Anche su Austerlitz del regista ucraino Sergei Loznitsa Cineforum si è già soffermata ai tempi del passaggio all'ultima Mostra di Venezia. Ora che il film è uscito nelle sale (o meglio, in alcune sale italiane) e Loznitsa è giunto in Italia per un tour promozionale, abbiamo deciso di tornare sull'argomento con tre interventi.
La recensione di Luca Malavasi
L’ora e mezza di Austerlitz è collocata esattamente tra questi due tipi di filo spinato, tra lo sguardo – inevitabilmente spettrale – di una barbarie passata e lo sguardo “culturale” di chi oggi visita il Campo – il Campo che deve mentire per dire la verità, semplificare per far capire, essere didattico e accogliente per costituirsi come “luogo della memoria”. La frizione tra una cultura e l’altra (perché anche la barbarie lievita da una certa cultura) prende a poco a poco la forma di una (altrettanto inevitabile) profanazione, e Loznitsa ha perfettamente ragione a interpretare lo sguardo del Luogo e delle Cose come fisso, e cioè prigioniero della sua stessa posizione, quasi carcerario – una specie di videosorveglianza della Storia.
La recensione di Lorenzo Rossi, che riprendiamo dalla Mostra di Venezia:
Ogni inquadratura costruisce e determina uno spazio, ogni prospettiva si fa dialettica e si dimostra capace di produrre senso (all’interno del totale non-senso).
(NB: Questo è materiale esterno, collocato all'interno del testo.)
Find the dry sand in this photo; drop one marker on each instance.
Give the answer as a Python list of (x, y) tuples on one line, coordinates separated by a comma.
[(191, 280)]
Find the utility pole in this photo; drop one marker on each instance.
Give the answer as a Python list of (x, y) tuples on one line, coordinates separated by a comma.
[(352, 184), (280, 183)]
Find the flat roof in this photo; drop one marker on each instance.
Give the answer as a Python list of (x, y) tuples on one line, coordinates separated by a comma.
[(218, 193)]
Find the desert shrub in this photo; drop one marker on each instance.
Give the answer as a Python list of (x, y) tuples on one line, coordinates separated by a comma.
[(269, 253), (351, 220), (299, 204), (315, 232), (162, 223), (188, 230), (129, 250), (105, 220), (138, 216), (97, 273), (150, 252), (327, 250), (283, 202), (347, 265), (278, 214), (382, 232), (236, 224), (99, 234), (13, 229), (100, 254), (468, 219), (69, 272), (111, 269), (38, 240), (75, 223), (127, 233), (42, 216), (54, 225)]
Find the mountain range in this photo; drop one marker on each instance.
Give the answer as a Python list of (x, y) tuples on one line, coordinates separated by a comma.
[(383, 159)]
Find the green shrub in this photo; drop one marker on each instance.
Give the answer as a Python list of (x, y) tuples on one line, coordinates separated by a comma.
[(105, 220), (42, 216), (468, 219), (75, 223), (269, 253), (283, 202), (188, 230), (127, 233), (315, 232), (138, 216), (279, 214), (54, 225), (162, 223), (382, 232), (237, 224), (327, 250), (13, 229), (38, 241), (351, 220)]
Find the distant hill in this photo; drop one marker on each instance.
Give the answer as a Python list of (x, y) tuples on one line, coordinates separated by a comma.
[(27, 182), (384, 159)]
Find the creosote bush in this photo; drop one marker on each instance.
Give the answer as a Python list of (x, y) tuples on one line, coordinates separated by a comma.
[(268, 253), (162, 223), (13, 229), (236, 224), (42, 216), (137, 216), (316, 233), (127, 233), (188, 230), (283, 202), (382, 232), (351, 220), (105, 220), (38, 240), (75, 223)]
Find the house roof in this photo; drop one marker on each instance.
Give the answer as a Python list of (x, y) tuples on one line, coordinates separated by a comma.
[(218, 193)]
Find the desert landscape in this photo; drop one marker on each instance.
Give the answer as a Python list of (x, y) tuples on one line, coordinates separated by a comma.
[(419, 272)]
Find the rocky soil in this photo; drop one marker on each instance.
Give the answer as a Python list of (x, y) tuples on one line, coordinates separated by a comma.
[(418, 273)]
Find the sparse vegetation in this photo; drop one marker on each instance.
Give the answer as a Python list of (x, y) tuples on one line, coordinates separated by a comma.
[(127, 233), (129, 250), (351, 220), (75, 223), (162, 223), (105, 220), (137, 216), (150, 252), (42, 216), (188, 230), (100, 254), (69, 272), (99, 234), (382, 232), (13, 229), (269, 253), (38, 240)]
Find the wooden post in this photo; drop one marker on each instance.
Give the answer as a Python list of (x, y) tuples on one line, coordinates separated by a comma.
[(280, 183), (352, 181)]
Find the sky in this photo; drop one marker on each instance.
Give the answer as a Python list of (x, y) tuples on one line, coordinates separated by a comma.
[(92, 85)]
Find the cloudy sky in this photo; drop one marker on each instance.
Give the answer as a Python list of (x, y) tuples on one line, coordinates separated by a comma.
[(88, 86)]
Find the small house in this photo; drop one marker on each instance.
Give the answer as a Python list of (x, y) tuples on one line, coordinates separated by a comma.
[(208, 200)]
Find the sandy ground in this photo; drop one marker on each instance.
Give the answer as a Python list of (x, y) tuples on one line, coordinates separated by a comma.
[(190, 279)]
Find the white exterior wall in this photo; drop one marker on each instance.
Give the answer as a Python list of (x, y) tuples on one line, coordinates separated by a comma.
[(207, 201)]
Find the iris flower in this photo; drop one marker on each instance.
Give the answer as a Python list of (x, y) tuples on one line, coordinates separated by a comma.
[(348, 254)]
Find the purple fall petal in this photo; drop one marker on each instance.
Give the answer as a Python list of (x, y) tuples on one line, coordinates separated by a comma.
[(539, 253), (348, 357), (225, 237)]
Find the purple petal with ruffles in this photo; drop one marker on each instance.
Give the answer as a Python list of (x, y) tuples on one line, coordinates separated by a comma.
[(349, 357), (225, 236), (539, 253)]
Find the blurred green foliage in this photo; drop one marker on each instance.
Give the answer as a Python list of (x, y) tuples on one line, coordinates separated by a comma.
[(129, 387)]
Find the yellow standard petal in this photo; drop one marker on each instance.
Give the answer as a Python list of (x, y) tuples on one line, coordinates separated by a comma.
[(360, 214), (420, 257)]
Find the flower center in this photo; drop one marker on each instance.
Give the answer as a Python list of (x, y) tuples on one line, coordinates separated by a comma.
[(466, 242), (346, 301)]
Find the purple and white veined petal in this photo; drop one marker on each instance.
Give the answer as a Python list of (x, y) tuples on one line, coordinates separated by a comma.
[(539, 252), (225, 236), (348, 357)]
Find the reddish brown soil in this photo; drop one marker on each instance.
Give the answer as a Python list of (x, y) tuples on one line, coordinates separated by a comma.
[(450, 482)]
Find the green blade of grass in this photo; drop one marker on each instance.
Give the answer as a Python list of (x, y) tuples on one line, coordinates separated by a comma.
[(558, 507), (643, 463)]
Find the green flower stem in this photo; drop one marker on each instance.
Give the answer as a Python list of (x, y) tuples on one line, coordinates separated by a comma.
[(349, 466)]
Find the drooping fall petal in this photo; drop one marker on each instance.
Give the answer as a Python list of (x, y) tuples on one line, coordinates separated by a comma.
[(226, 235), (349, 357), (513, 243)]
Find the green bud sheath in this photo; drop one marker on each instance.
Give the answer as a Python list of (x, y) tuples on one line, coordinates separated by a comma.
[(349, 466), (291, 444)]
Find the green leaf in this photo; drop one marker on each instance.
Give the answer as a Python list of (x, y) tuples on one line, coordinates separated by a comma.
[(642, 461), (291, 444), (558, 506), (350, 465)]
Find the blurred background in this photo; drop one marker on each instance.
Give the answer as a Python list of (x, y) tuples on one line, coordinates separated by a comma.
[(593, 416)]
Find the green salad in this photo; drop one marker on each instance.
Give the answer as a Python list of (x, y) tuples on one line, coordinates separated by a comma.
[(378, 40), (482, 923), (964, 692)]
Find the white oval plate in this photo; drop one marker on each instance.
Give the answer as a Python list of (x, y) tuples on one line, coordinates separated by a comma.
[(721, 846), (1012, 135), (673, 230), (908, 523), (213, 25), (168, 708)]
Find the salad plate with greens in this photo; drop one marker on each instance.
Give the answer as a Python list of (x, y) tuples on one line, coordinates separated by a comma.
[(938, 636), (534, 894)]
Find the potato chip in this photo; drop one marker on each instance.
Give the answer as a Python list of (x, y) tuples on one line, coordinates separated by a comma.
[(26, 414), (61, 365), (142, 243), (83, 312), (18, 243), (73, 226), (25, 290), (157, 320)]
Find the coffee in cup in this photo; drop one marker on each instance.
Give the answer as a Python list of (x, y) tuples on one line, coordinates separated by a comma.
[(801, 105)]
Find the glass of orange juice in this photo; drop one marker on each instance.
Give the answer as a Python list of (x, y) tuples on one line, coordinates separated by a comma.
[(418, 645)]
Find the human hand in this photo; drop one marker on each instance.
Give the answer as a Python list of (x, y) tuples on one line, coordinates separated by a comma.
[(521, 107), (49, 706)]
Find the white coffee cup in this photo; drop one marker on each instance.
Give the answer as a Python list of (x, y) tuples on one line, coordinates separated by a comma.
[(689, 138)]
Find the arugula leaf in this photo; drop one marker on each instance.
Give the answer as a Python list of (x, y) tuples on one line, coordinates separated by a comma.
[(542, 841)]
Il posizionamento a distanza, la frontalità e la presenza di una macchina che sta nascosta alla vista di chi le è di fronte (sono poche le volte nelle quali registriamo un sguardo in camera o in cui qualcuno dimostra di avvertire la presenza dell’operatore) ricordano le vedute dei fratelli Lumiére – il finale con l’uscita dei visitatori dal cancello del campo che reca la scritta “Arbeit Macht Frei” rievoca La Sortie de l'usine Lumière. Ed è proprio sullo stile essenziale dei due inventori del cinema che è modulata l’intera operazione di Austerlitz.
Un'intervista a Loznitsa di Clara Miranda Scherffig, già precedentemente apparta in inglese sulla rivista Fandor:
Non è un compito facile aprire un film su un campo di concentramento. Ho deciso di farlo mostrando innanzitutto l'architettura, con brevi aggiunte di spazi aperti. Non volevo mostrare tutto subito, ma l'ho fatto passo per passo. Ci tenevo molto a una sequenza d'apertura priva di testi [vediamo solo un gruppo di persone che ascolta le proprie audioguide, in un brusio confuso]. Volevo che l'inizio fosse pieno di persone, ma non volevo che il pubblico riuscisse a sentire alcuna frase in particolare. Altrimenti, sai, inizi immediatamente a leggere i sottotitoli. Io propongo non di ascoltare, ma di guardare. La prima volta che vediamo i sottotitoli sono passati già quindici o venti minuti dall'inizio del film. E poi volevo anche mostrare i diversi stadi emozionali.